Ralph Northam and those around him seem to believe that this is all a big game. For example, last week, Northam’s communications director, Brian Coy, was caught on a hot mic and on video trying to cow a female journalist into not asking questions on the pipelines.  Governor Northam, sitting right there, visibly laughed. Coy then went on to claim that grassroots pipeline opponents were “not acting in good faith.”  Two days later, when asked about this incident on another radio show, Northam denied knowing anything about it.  As Blue Virginia noted, Northam “blatantly, flagrantly, demonstrably” lied – not once but twice.

It may be that the men running our state government – Ralph Northam, his chief of staff Clark Mercer, his Communications Director Brian Coy and his Secretary of Natural Resources Matt Strickler (Mercer’s business partner in a company with a very troubling name – but that’s a story for another day) simply don’t care about the woes being inflicted on our fellow Virginians. They may be perfectly content to turn a blind eye to the mounting evidence of the incompetence of the contractor selected to build the Mountain Valley Pipeline.

But two things are true.

Number one, the pipeline resistance, largely led by women — strong, courageous, peaceful and persistent women — is growing and getting stronger every day.  At this writing, three water protectors just chained themselves to equipment, blocking work at a pipeline site.  The “good-old boys” at the top may not want to listen to these women.  But eventually they will have no choice.
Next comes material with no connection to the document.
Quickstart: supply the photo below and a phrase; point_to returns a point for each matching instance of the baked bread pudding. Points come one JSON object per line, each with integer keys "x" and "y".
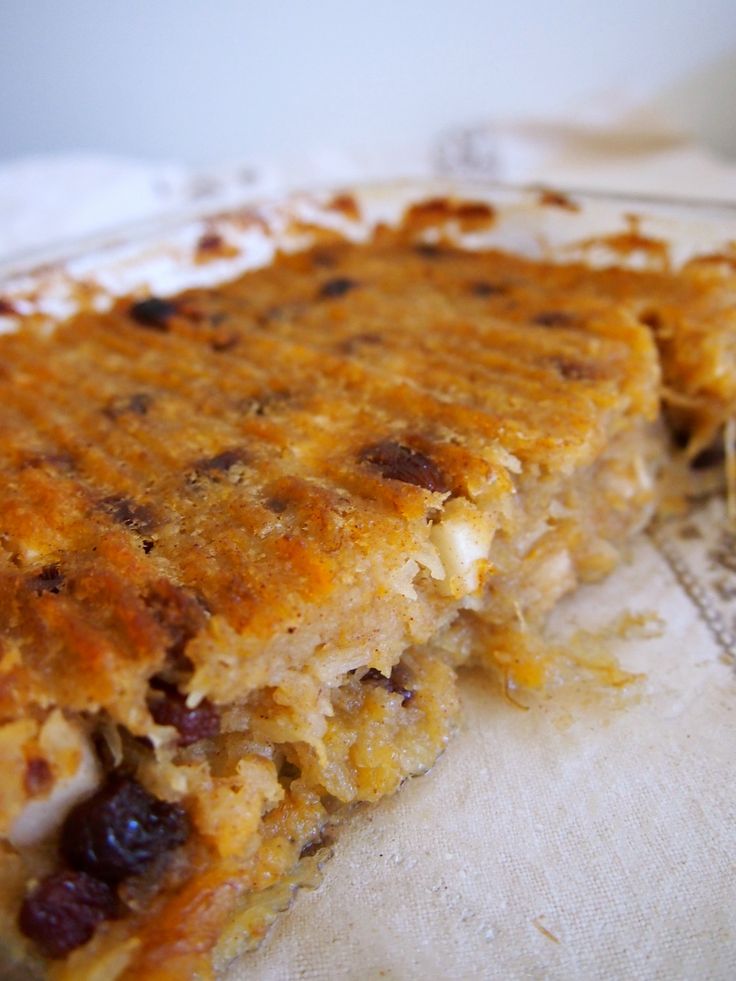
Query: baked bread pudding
{"x": 249, "y": 532}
Number two, Ralph Northam and his boys don’t have the final say. Virginia has a citizen board known as the State Water Control Board (SWCB) that has statutory authority to safeguard Virginia’s waters. The SWCB has directed a new round of public comments on both the Mountain Valley and Atlantic Coast Pipelines. DEQ recently extended that comment period until June 15, not so ironically because of “technical difficulties” with the DEQ website.  The Board members should be pouring over the expert reports produced by Dominion in its lawsuit with Precision Pipeline and all of the other evidence that is piling up. It is all publicly available.
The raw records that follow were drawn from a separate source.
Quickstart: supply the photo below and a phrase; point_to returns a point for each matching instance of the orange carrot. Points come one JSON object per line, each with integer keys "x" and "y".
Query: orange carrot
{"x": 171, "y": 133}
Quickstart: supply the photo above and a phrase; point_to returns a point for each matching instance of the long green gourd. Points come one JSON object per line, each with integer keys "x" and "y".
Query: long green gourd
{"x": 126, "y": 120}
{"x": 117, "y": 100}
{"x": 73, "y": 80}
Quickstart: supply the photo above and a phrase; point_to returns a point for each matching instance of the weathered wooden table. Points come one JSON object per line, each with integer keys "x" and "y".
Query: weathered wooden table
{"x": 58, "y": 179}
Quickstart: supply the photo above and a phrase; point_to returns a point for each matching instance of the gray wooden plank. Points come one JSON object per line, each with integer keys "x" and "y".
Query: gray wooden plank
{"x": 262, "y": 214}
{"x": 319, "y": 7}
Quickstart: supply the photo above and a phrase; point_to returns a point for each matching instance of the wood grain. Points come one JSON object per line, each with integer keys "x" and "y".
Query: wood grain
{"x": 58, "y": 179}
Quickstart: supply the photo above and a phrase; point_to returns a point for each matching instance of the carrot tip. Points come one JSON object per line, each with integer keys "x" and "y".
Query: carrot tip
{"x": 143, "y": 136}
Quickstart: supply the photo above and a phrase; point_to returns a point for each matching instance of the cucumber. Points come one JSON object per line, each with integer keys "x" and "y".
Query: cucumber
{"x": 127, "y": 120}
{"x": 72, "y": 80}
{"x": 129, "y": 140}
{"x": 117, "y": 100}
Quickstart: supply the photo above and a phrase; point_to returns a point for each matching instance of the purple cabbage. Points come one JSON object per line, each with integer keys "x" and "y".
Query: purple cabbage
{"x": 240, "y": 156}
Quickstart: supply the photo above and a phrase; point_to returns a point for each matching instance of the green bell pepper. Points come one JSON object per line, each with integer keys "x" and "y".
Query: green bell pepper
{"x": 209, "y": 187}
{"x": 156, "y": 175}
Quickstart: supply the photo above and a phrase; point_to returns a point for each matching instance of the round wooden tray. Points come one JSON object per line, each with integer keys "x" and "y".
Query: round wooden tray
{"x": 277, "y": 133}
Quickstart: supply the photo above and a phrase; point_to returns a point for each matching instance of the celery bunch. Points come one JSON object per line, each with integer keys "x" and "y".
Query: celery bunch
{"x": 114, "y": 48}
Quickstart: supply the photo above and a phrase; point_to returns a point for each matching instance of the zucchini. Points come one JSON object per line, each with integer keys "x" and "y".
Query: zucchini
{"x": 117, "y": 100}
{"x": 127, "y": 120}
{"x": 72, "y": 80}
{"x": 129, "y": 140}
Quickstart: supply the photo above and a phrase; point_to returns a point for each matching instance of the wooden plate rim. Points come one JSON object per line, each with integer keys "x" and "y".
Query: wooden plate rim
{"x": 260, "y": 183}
And then there is the ongoing battle in the courts.

Meanwhile, the mud continues to flow and the environmental damage continues to be done.  And unless Virginia changes direction soon, Ralph Northam will have earned the moniker that some have given him: #MudSlideRalph.  In that event, Northam may well go down in history much like the man in Pete Seeger’s famous song, “Waist Deep in the Big Muddy.”
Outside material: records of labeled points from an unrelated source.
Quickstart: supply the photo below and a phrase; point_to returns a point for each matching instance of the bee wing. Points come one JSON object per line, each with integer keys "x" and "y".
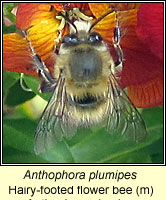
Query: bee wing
{"x": 51, "y": 128}
{"x": 123, "y": 116}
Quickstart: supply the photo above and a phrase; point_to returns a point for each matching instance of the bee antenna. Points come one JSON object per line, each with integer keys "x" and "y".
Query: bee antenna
{"x": 102, "y": 17}
{"x": 66, "y": 17}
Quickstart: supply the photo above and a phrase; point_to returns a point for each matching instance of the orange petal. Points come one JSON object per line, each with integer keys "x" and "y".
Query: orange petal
{"x": 127, "y": 17}
{"x": 16, "y": 56}
{"x": 99, "y": 9}
{"x": 147, "y": 95}
{"x": 44, "y": 33}
{"x": 29, "y": 14}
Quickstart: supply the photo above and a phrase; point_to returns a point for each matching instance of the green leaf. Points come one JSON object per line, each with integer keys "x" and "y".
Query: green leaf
{"x": 87, "y": 146}
{"x": 9, "y": 79}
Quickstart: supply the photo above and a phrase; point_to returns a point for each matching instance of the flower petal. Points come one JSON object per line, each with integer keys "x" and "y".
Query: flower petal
{"x": 29, "y": 14}
{"x": 16, "y": 56}
{"x": 147, "y": 95}
{"x": 150, "y": 27}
Waist deep in the Big Muddy
And the big fool says to push on.
Waist deep in the Big Muddy
And the big fool says to push on.
Waist deep! Neck deep! Soon even a
Tall man’ll be over his head, we’re
Waist deep in the Big Muddy!
And the big fool says to push on!

Hopefully the good doctor is not a “big fool.”

As one of Northam’s most vocal environmental supporters and biggest donors — now clearly growing more frustrated with Northam — noted in an op-ed this morning, “many of [Northam’s] actions have given conservationists little to be excited about.”

Today would be a good day for Gov. Northam to change that perception.

Before the mud sucks him down into the “Big Muddy.”